As Xavier Moya et al. note in their research, “the observation of electrocaloric effects in commercial multilayer capacitors has inspired the possibility of environmentally friendly cooling.” This type of cooling system boasts increased efficiency, with few or no moving parts and without the need for refrigerants that harm the environment or pose a fire hazard.
What is more, EC multilayer ceramic capacitors can be fabricated in a manufacturing-compatible process. Recently, a group of scientists from Xerox Parc described in the journal Science an EC cooling material employing lead, scandium and tantalum (PST) in multilayer ceramic capacitors that change temperature under an electric field.
These researchers obtained a system temperature span of 5.2 degrees C and a maximum heat flux of 135 milliwatts per square centimeter. They used a large-volume fabrication technique often employed in the electronics industry to produce a device from MLCCs that, the scientists say, shows how lab-scale devices that change temperature under an electric field could be scaled up.
When they applied an electric field of 10.8 MV/m, the capacitors underwent an adiabatic temperature rise (and fall) of 2.5 degrees C per cycle at room temperature.
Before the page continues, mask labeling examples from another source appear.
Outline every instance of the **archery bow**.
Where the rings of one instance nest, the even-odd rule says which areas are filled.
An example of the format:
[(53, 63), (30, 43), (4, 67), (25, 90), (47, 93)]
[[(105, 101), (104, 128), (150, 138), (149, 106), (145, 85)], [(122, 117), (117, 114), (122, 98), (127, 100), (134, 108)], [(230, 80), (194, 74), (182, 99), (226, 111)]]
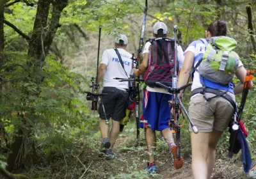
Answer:
[(97, 59), (97, 72), (96, 72), (96, 82), (94, 82), (94, 77), (92, 77), (91, 82), (92, 85), (90, 88), (92, 88), (92, 93), (88, 91), (84, 91), (84, 93), (87, 93), (86, 99), (88, 100), (92, 101), (92, 108), (91, 109), (93, 111), (97, 110), (98, 102), (99, 102), (99, 97), (100, 98), (101, 104), (102, 106), (103, 113), (105, 115), (106, 118), (106, 124), (108, 125), (109, 123), (109, 120), (107, 118), (106, 112), (105, 112), (105, 107), (103, 104), (102, 96), (106, 95), (106, 93), (99, 93), (99, 85), (98, 84), (98, 71), (99, 71), (99, 55), (100, 55), (100, 34), (101, 34), (101, 26), (99, 26), (99, 43), (98, 43), (98, 56)]
[[(184, 125), (184, 123), (185, 122), (184, 120), (184, 116), (183, 114), (183, 113), (181, 110), (181, 109), (183, 109), (184, 112), (185, 113), (186, 116), (187, 116), (190, 125), (192, 127), (192, 129), (194, 132), (194, 133), (197, 134), (198, 132), (198, 130), (197, 130), (197, 128), (195, 126), (193, 123), (192, 122), (191, 120), (190, 119), (187, 111), (185, 109), (185, 107), (184, 106), (183, 104), (181, 102), (181, 100), (178, 97), (178, 94), (180, 92), (181, 90), (186, 89), (188, 86), (191, 85), (191, 83), (187, 84), (183, 86), (181, 86), (180, 88), (177, 88), (177, 64), (178, 64), (178, 58), (177, 58), (177, 25), (175, 25), (173, 27), (174, 29), (174, 41), (175, 41), (175, 44), (174, 44), (174, 48), (175, 48), (175, 55), (174, 55), (174, 75), (172, 77), (172, 87), (170, 86), (167, 86), (159, 82), (157, 82), (156, 84), (158, 85), (162, 86), (163, 88), (166, 89), (168, 90), (168, 91), (173, 95), (173, 98), (172, 100), (169, 101), (169, 104), (171, 110), (173, 109), (173, 118), (170, 119), (169, 121), (169, 126), (170, 127), (170, 129), (173, 134), (175, 135), (175, 145), (176, 145), (176, 156), (177, 156), (177, 160), (175, 163), (177, 164), (177, 166), (175, 166), (175, 167), (176, 169), (179, 169), (181, 168), (183, 166), (183, 162), (180, 160), (180, 157), (181, 157), (181, 153), (180, 153), (180, 146), (181, 146), (181, 143), (180, 143), (180, 127)], [(183, 123), (180, 124), (179, 123), (179, 114), (181, 114), (183, 117)], [(175, 159), (176, 160), (176, 159)]]

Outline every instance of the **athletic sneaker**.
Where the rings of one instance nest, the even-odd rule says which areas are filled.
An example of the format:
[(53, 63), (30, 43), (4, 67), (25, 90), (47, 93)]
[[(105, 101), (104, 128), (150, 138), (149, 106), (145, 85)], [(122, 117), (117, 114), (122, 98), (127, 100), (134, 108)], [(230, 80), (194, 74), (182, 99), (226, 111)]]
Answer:
[(107, 153), (106, 154), (106, 159), (108, 160), (117, 159), (117, 155), (114, 153), (112, 149), (107, 150)]
[(147, 171), (149, 174), (158, 173), (158, 169), (156, 167), (156, 164), (149, 166), (149, 162), (148, 162), (147, 167), (145, 168), (145, 170)]
[(107, 150), (110, 147), (110, 142), (109, 139), (108, 137), (105, 137), (102, 139), (102, 142), (101, 143), (99, 151), (101, 153), (100, 157), (102, 157), (102, 154), (106, 154)]
[(175, 169), (180, 169), (183, 167), (183, 158), (180, 156), (180, 159), (178, 159), (176, 153), (176, 146), (173, 144), (170, 145), (170, 153), (172, 155), (174, 160), (174, 167)]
With the cold sink steadily cooling over the course of about 100 cycles, its temperature dropped by up 5.2 degrees C compared with the hot sink.
According to the researchers, the measured heat flux was reported to be more than four times higher than other EC cooling demonstrations, and the temperature lift was among the highest for EC systems that use ceramic multilayer capacitors, according to the researchers.
The device invented by the research team isn’t fully solid state. The electrocaloric effect involves alternately applying and removing an electric field to the material to increase and decrease the material’s temperature, respectively. The PARC device has two layers of multi-layer capacitors lined up between copper rails and separated by insulators. The upper layer contains five capacitors, while the lower one has four and is capped by an aluminum heat sink at each end.
The device physically moves the capacitors back and forth between hot and cold regions to effect cooling. An actuator moves the top layer so that its capacitors are always aligned with those below, while an extra capacitor at either end comes into and out of thermal contact with the heat sink below it. Repeating this process results in cooling.
Multilayer capacitors of PST have been demonstrated to be well-suited for cooling applications. With further development, one day these electrocaloric cooling devices may even replace today’s refrigerators and air conditioners.